ARES、不動産私募ファンド実態調査 市場規模35兆円も減速感 投資対象はホテルが増加
住宅新報 2024年3月26日 号 3面
不動産証券化協会(ARES)と三井住友トラスト基礎研究所は3月15日、「不動産私募ファンドに関する実態調査」をまとめた。今年1~2月にアンケート調査を行い、不動産運用会社81社から回答を得た。それによれば、私募ファンドの市場規模(運用資産額ベース)は、私募リートとグローバルファンドを含めて35兆円と推計した。前回調査の23年6月末から約1.6兆円増加したが、増加率は前回の12.4%から4.8%へと減速した。
プロパティ別の投資額は海外投資家の「住宅」を除き、国内外投資家とも前回調査比で「減少」と「やや減少」の合計が増加した。
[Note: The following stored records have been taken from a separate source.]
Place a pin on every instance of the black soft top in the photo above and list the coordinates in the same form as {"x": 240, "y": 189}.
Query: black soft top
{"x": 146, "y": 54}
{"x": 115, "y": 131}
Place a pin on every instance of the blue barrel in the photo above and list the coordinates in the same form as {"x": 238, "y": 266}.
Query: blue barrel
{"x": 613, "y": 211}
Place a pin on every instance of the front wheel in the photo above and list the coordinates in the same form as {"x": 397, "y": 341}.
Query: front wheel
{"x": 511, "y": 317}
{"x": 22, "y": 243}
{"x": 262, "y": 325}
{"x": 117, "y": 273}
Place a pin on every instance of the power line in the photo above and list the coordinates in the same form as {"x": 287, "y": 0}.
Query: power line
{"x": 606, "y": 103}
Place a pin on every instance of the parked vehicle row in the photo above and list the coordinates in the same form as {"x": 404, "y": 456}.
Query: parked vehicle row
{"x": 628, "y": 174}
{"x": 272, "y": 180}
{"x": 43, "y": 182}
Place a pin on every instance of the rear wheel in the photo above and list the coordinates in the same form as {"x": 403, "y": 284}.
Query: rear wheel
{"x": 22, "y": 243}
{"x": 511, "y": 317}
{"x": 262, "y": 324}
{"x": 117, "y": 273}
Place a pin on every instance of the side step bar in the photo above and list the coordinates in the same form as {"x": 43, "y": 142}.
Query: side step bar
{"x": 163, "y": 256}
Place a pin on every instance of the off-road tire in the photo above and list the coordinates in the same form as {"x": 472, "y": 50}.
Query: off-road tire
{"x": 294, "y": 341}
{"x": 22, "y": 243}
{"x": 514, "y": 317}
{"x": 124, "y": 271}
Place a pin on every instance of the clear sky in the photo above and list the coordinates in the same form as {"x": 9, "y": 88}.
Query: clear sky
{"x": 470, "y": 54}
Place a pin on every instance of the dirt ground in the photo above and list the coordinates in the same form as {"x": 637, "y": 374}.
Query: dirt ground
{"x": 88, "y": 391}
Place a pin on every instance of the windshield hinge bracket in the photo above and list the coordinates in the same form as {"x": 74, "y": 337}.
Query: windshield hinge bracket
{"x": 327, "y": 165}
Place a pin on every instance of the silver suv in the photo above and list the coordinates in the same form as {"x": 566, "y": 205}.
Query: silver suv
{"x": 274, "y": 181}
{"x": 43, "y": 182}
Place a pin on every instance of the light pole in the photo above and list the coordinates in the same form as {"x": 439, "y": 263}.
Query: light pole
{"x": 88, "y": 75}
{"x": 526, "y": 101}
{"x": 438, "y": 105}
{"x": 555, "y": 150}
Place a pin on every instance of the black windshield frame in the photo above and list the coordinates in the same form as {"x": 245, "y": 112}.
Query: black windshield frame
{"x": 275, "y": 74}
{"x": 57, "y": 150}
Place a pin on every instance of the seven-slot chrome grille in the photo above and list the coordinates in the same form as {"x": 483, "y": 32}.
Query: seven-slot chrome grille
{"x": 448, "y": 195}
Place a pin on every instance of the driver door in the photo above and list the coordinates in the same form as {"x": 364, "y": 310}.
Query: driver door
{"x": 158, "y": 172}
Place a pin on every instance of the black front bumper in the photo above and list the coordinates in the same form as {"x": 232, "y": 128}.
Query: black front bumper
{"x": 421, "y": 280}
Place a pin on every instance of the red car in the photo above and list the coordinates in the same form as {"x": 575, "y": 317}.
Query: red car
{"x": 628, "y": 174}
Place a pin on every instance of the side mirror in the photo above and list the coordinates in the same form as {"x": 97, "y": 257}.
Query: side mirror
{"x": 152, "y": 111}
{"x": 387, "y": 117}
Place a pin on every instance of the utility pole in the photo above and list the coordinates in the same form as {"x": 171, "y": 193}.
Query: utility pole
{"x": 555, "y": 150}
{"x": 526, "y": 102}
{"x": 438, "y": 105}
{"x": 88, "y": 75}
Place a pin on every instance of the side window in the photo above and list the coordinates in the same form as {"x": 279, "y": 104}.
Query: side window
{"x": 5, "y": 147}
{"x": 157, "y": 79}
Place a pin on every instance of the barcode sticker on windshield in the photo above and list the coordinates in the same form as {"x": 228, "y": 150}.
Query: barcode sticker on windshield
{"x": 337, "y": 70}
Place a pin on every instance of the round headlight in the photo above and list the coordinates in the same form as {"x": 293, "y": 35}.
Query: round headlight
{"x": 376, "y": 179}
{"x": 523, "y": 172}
特にオフィスは先行き懸念から国内外投資家とも減少が目立った。
投資家の属性別に投資額をみると、国内投資家で「減少」との回答が目立ち、特に国内金融機関での減少回答の割合が増加した。海外不動産に投資先を切り替えていたり、一部の利益確定の動きが運用会社などのセンチメント(市場心理)に影響している可能性があるとした。